I haven't tested whether this affects predictive performance, but this solves the memory issue.

gbolmier commented 6 months ago

Glad to hear! Neat trick indeed 😁 (Please be aware that it is deprecated though)

Also, I don't see the memory difference when I train the model, only when I pickle it. If it was just the list usage, then I should see the same memory usage when training, right?

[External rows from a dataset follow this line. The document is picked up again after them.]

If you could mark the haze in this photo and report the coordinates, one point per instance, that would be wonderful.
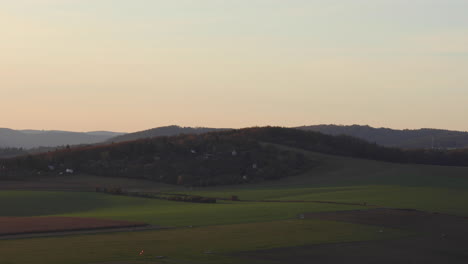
(88, 65)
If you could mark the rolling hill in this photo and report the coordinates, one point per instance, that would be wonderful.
(409, 139)
(28, 139)
(216, 158)
(164, 131)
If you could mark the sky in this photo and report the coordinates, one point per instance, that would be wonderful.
(129, 65)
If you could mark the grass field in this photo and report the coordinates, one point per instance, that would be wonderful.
(186, 245)
(227, 228)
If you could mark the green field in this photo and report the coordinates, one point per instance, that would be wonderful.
(227, 228)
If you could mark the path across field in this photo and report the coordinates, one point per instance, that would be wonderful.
(29, 227)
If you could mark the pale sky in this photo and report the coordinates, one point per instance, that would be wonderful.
(129, 65)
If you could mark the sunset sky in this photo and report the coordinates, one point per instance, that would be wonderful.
(128, 65)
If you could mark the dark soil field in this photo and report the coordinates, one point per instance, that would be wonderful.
(32, 225)
(437, 238)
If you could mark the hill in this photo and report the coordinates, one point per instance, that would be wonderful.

This is because you're looking at the wrong memory usage metric. Resident memory instead, measures the Python process RAM usage. See the increase with this code:

import pickle
import psutil

from river.forest import ARFClassifier
from river.utils.pretty import humanize_bytes
from sklearn.datasets import make_classification

def print_vmem_and_rss():
    vmem = humanize_bytes(psutil.virtual_memory().used)
    rss = humanize_bytes(psutil.Process().memory_info().rss)
    print(f"{vmem = } | {rss = }", end="\n\n")

print_vmem_and_rss()

print("1) Create a dataset of 1_000 samples by 1_000 features")
X, y = make_classification(
    n_samples=1000,
    n_features=1000,
    n_informative=800,
    n_clusters_per_class=100,
)
print_vmem_and_rss()

print("2) Instantiate an ARF classifier")
model = ARFClassifier(n_models=300)
print(f"{model._memory_usage = }")
print_vmem_and_rss()

print("3) Train the ARF classifier on the created dataset")
for i in range(X.shape[0]):
    xi = dict((f"x{n}", v) for n, v in enumerate(X[i]))
    yi = y[i]
    model.learn_one(xi, yi)
print(f"{model._memory_usage = }")
print_vmem_and_rss()

print("4) Dump `model` to disk")
with open("test.pkl", "wb") as f:
    p = pickle.Pickler(f)
    p.fast = True
    p.dump(model)
print_vmem_and_rss()

print("5) Load `model` from disk into `model2`")
model2 = pickle.load(open("test.pkl", "rb"))
print(f"{model2._memory_usage = }")
print_vmem_and_rss()
vmem = '22.05 GB' | rss = '130.98 MB'

1) Create a dataset of 1_000 samples by 1_000 features
vmem = '22.18 GB' | rss = '269.94 MB'

2) Instantiate an ARF classifier
model._memory_usage = '0.99 MB'
vmem = '22.18 GB' | rss = '271.39 MB'

3) Train the ARF classifier on the created dataset
model._memory_usage = '1.06 GB'
vmem = '23.59 GB' | rss = '1.77 GB'

4) Dump `model` to disk
vmem = '23.01 GB' | rss = '1.77 GB'

5) Load `model` from disk into `model2`
model2._memory_usage = '1.12 GB'
vmem = '24.03 GB' | rss = '2.78 GB'

Note that the RAM usage increased by ≅ 500 MB more than the model size after training it.